Save Riley(36)
“Nope.”
“It is. I’ve been counting the days. I thought by now it would be easier, especially since we’re ... together, but I just miss home so much sometimes that I can’t stand it,” she said softly.
“What can I do, Riley? To make it better?” I asked.
“Nothing,” she whispered.
I rolled onto my back and ran my hands through my hair. I knew that the only thing that would truly make Riley happy would be to let her go, but I couldn’t risk it. It wasn’t so much that I feared that she would turn me in, it was that I feared that my want – no my need for her would kill me if she weren’t here with me.
Still ... It can’t hurt to ask.
“Do you want to leave? Me? New South Wales? Do you want to go home and work in your book store and visit your family?” I asked.
Riley cleared her throat but didn’t say anything. Not at first; instead she sat up and crossed her legs underneath her. I watched her push her hair behind her ears before taking a deep breath and letting it out.
“No.”
What?
“No one there cares about me. No matter how much I miss them or how much I miss running around that book store, none of them care. If they did there would’ve been a manhunt looking for me by now. Sometimes when you leave, I watch the news just to see if maybe, just maybe, there’s something about a missing American girl or pleas from a family for her safe return. And do you know what I see Jax? Do you? Everything but. It kills me to know that they don’t love me anymore and have probably forgotten about me and yet I still love and miss them all so much. But, even though this is never a situation I thought I would be in, and even though I know you don’t love me and that you probably never will. I know that you only keep me around to ‘play with’, but goddammit Jax, I at least feel wanted when I’m with you,” she explained quietly.
I stared at the ceiling. I couldn’t think of a single fucking thing to say to her. How could you tell someone who had just poured their heart out to you that they were only half right? That what they were feeling wasn’t how they should be feeling at all? That you were the worst possible thing for them but couldn’t bear to watch them walk away?
She sighed unhappily and climbed off the bed. I kept my eyes trained on the ceiling while she walked over to the balcony doors and began to fidget with the loops.
“Up and to the left,” I said softly. Since I couldn’t respond to what she had just said, I figured I could at least tell her how to undo the locks that held the doors together.
Riley undid the loops and tossed them aside.

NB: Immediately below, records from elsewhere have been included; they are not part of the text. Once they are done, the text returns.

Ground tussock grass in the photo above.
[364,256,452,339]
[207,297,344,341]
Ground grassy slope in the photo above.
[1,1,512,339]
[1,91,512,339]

The blast of cool air struck me like a knife to the side when she pulled the doors wide open and I shivered. I turned my back to the doors and pulled the quilt up from the end of the bed and wrapped myself securely in it. She wouldn’t jump so I had no reason to worry about her being on the balcony alone.
As I closed my eyes and tried to sleep, one thought kept floating through my mind. Does Riley care enough about me now to cut me? I chuckled after the thought crossed my mind for the fifth time.
“Jax?” Riley called from the balcony.
“Yeah?”
“Nothing,” she said after a few seconds of silence. She punctuated it with a heavy sigh and I opened my eyes.
Obviously nothing means something, I thought pushing my quilt off. I swung my legs over the side of the bed and sat there waiting for her to continue, but she kept her back to me as I had to her and didn’t speak.
“What would you do if I jumped?” she asked suddenly.
“I’m faster than you think, Riley. You’d never have the chance,” I replied.
She glanced over her shoulder at me before grabbing onto the railing and hoisting herself up. I was off after her like a bullet. She had managed to get one leg over by the time I grabbed hold of her and pulled her back, falling onto the balcony floor.
I was shaking, not because of what Riley had just done, but because I let her test me. That’s not how this was supposed to go. She wasn’t supposed to be the one in charge and I just ... I shoved her off of me and stood up. She looked up at me with her perfect blue eyes, a smile dancing in their hollowness. The hollowness that I had carved out of her from almost a year of captivity and I wondered if I had broken her mentally more than any of the others. But the others never would have lasted this long, I reminded myself.
“What’s wrong?” she inquired in a small voice.
“Everything,” I shouted. “This isn’t supposed to work like ... like ... this! You’re not supposed to want to be here Riley. You’re supposed to be fighting me every step of the way and I shouldn’t be tested. How dare you test me?” I began to pace quickly back and forth across the carpet in the bedroom.